1965 – Pole position, pâle résultat

Pour ce deuxième engagement manceau, Ford joue la sécurité et engage des GT 427 (7,0 l) et des 289 (4,2 l). La voiture va vite, et remporte la pole position. Mais cette vélocité s’accompagne d’une instabilité à haute vitesse, corrigée par des ailerons, et par une consommation gargantuesque (40 l/100 km). Le moteur ne soutient pas la charge et surchauffe. Toutes les Ford finissent par abandonner.

Malgré la pole mais aussi le record du tour, Henry Ford II n’est pas satisfait. Pire, il s’impatiente et le fait savoir : sur une carte représentant le circuit du Mans qu’il envoie à la fin de l’été à toute l’équipe, il écrit, « vous feriez mieux de gagner ». Deux fois par mois, un commando se réunit au Dearborn Inn situé en face du Siège de Ford et accepte chaque demande de l’équipe. Plus que jamais : seul compte la victoire.

1966 : Un triplé aux allures de triomphe

La troisième tentative est la bonne. Le premier round de l’année, les 24 Heures de Daytona, tournent à l’avantage de Ford : c’est la première victoire d’une voiture américaine sur place. Les voitures sont plus puissantes que jamais : face à la Ferrari P3 et ses 450 chevaux, Ford oppose une GT40 musclée à 486 cavalinos. Une puissance portée à 521 équidés, après d’ultimes recherches. Un simulateur de course est construit pour tester l’ensemble moteur/boîte pendant des séances de 24 heures.
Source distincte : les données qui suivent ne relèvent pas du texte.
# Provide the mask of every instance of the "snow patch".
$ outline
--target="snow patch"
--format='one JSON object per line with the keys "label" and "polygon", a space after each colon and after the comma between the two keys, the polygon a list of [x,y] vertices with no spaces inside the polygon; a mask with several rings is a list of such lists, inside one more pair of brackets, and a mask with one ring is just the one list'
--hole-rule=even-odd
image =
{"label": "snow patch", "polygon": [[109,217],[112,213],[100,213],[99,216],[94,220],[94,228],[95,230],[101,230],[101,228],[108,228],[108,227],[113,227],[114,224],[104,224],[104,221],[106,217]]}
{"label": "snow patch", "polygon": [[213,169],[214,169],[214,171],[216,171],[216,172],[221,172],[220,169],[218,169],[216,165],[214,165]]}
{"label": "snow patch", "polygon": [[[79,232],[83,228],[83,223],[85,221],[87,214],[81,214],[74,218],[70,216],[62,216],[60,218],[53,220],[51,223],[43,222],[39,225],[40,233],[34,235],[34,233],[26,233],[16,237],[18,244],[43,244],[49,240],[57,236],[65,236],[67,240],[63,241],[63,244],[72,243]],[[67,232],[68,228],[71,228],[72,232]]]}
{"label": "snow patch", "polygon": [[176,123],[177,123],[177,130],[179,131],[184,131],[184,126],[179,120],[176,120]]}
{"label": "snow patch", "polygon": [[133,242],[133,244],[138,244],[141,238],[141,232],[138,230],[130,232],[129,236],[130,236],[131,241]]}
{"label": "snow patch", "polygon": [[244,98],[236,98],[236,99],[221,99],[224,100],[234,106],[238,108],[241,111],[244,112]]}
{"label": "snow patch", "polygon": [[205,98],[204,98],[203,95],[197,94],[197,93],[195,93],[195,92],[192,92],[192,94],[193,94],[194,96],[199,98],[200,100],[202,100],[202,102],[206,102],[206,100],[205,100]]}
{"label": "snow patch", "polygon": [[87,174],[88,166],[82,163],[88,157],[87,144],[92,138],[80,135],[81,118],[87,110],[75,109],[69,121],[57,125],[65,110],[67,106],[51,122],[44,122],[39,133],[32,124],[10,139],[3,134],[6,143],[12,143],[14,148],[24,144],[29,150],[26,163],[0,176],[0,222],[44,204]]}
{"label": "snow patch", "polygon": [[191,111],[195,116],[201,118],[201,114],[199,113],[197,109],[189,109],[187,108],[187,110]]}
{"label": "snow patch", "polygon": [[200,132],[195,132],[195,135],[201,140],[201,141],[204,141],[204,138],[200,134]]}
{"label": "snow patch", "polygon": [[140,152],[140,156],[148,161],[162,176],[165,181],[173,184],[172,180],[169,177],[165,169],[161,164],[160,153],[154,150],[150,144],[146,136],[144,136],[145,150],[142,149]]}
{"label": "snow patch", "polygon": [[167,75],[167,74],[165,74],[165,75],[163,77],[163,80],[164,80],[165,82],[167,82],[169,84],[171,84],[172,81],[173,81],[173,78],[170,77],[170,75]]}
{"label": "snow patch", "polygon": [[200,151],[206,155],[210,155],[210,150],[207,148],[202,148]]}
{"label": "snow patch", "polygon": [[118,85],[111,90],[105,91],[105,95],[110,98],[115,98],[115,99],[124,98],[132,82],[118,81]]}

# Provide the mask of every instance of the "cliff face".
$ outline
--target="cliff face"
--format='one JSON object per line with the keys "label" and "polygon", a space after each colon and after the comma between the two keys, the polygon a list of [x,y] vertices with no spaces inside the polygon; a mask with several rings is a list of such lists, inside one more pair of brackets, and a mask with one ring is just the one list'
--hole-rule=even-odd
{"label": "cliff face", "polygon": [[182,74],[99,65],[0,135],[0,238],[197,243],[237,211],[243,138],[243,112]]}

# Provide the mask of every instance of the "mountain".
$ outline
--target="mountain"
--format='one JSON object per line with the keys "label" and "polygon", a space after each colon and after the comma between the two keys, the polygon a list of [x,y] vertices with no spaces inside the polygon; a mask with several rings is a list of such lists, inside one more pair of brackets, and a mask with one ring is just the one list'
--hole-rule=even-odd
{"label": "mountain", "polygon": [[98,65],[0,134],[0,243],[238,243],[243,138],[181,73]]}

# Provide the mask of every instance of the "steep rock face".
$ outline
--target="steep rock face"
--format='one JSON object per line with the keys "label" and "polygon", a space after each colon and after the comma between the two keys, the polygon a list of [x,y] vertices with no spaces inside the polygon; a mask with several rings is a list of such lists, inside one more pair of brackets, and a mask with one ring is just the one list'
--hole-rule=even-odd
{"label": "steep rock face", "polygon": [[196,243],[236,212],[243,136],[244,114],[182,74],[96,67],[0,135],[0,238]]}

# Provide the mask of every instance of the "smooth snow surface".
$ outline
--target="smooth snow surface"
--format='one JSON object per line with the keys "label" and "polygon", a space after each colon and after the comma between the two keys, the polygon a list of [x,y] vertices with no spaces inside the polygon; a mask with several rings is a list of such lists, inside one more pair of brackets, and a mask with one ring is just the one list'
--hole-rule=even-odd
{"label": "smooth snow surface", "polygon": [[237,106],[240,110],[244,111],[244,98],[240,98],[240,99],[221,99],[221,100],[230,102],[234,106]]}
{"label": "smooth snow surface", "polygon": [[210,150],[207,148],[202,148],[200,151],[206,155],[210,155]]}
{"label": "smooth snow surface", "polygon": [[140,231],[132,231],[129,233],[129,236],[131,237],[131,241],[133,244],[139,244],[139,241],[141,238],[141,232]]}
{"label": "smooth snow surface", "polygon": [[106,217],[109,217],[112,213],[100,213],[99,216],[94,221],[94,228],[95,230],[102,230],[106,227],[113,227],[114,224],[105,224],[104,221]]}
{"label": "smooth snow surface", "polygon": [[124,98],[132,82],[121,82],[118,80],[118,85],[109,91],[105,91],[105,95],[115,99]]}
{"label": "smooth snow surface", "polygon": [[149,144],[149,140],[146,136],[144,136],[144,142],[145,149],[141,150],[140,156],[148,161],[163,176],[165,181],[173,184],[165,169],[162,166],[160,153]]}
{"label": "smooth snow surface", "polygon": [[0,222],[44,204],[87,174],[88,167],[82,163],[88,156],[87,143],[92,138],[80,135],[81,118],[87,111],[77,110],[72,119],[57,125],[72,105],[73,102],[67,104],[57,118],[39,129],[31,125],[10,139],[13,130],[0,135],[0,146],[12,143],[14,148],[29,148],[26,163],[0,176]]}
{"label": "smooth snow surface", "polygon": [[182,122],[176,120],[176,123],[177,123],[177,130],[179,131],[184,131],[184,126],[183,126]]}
Un mois avant la course, Enzo Ferrari prend la parole. Selon lui, la course est perdue, ses moyens sont trop faibles face à l’armada yankee. Face à lui, Henry Ford II en personne vient donner le départ des 24 Heures le 18 juin 1966. Et pourtant, tout commence mal : devant le patron, la GT40 n°1 finit le premier tour dans les stands, et s’arrête à cause d’une portière tordue au départ contre un casque !

Ce petit incident n’est heureusement pour les américains que l’exception qui confirme un succès total : au sortir du double-tour d’horloge, les GT40 font 1, 2 et 3, signant une photo d’arrivée mythique. Ford écrase Ferrari et devient le premier constructeur américain à dominer les européens sur leur terrain. Jamais Ferrari ne remportera de nouveau les 24 Heures. Et jusqu’en 1969, chaque édition du Mans voit une GT40 s’imposer. De 1964 à 1968, 126 GT40 auront été produites, qui remportèrent toutes les grandes épreuves d’endurance.